US Treasury Secretary Paul O'Neill noted the G7 statement and urged Russia to implement reforms.
"As they face the task of reform, we underscored the importance of creating the policy, regulatory and legal infrastructure necessary to make market economies work," he said.
"We also urged Russia to move quickly to take action against money laundering."
Kudrin earlier told the ministers from Italy and France that the Russian parliament would examine a budget that incorporates the debt payments at the end of this month or early March.
"We have had assurances on the debt payment," said an Italian treasry official.
The Russian minister also raised the debt with O'Neill.
Kudrin "was explaining the situation of approving a new version of the Russian budget (for 2001), which will include payments of the Paris Club debt," a Russian source told AFP.
In 2001, Russia would pay 3.5 billion dollars on its debt, "a big amount for Russia," the source said. "But we need to know what the oil price will be, which has a strong influence on the Russian budget."

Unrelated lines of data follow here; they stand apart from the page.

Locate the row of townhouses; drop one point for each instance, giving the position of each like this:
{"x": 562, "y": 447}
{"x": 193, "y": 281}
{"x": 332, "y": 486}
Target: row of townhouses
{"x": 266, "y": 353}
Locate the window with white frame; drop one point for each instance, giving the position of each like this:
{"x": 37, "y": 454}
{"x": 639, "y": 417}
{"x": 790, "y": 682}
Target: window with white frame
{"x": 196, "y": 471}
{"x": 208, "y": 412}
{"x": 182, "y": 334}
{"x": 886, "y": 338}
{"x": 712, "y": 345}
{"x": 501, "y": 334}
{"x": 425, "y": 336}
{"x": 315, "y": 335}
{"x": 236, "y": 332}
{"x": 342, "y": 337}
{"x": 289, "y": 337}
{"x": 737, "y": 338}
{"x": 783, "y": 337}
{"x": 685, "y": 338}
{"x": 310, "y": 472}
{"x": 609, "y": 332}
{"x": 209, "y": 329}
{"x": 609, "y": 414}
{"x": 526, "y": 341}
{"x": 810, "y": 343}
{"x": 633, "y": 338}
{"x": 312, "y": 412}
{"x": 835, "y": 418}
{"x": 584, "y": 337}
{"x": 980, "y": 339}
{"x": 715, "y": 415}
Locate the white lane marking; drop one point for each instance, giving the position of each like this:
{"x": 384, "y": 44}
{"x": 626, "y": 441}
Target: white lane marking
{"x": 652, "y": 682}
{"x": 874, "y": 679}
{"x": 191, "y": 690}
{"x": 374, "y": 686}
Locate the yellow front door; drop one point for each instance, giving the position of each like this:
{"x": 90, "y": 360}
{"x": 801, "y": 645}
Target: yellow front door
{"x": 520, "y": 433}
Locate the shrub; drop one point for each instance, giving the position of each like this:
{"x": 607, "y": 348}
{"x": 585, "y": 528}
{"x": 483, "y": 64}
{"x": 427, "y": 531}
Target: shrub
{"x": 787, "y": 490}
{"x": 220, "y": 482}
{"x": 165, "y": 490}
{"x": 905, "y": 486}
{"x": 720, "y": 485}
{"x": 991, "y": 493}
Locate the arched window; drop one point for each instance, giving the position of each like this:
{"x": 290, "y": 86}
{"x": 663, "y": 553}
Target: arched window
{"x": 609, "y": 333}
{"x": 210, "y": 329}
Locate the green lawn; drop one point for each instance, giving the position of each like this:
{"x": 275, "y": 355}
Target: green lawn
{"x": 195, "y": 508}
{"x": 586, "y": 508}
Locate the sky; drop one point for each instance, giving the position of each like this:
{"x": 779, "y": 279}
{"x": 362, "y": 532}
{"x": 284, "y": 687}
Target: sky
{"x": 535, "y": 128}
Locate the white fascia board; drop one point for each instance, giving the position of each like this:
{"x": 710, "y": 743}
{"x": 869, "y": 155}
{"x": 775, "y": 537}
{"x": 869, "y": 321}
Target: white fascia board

Under the new budget plan for 2003, the Russian government would pay off 18 billion dollars, he said, although the figure could also be adapted depending on the price of oil, a major export.
O'Neill, who was at his first G7 meeting, had sent a letter to Kudrin this week saying there was no point in rescheduling the debt, arguing it would only postpone dealing with the problem.
The new US treasury secretary had met with Kudrin several times before when he travelled to Moscow as an investor as chief executive of Alcoa, the Russian source said.
On January 1, Russia's debt to the Paris Club of international creditors stood at 48.3 billion dollars (53.3 billion euros), of which 38.7 billion dollars are Soviet-era obligations.
Russia's embattled government suffered a double blow Friday when the IMF refused to strike a new cooperation agreement and the country's parliament knocked down a vital Western debt repayment deal.
The International Monetary Fund mission left Moscow without sealing a cooperation pact instrumental to Russia's efforts to delay payment on its overwhelming Soviet-era debts.
The State Duma (lower house) budget committee also refused to back the government's proposal to allocate almost all extra budget revenues to debt servicing.
The Duma instead ruled that the bulk of the Western debt would have to be restructured somehow, but that it should not be covered in the budget at the expense of ordinary Russians.
The Russian government has until next Thursday to decide whether to present its own or the Duma committee's version of the revised budget for a full vote.
Russia needs to win the IMF's approval before launching direct talks with the Paris Club on payments that have been under dispute for months as Moscow remains unwilling to face up to its Soviet-era obligations.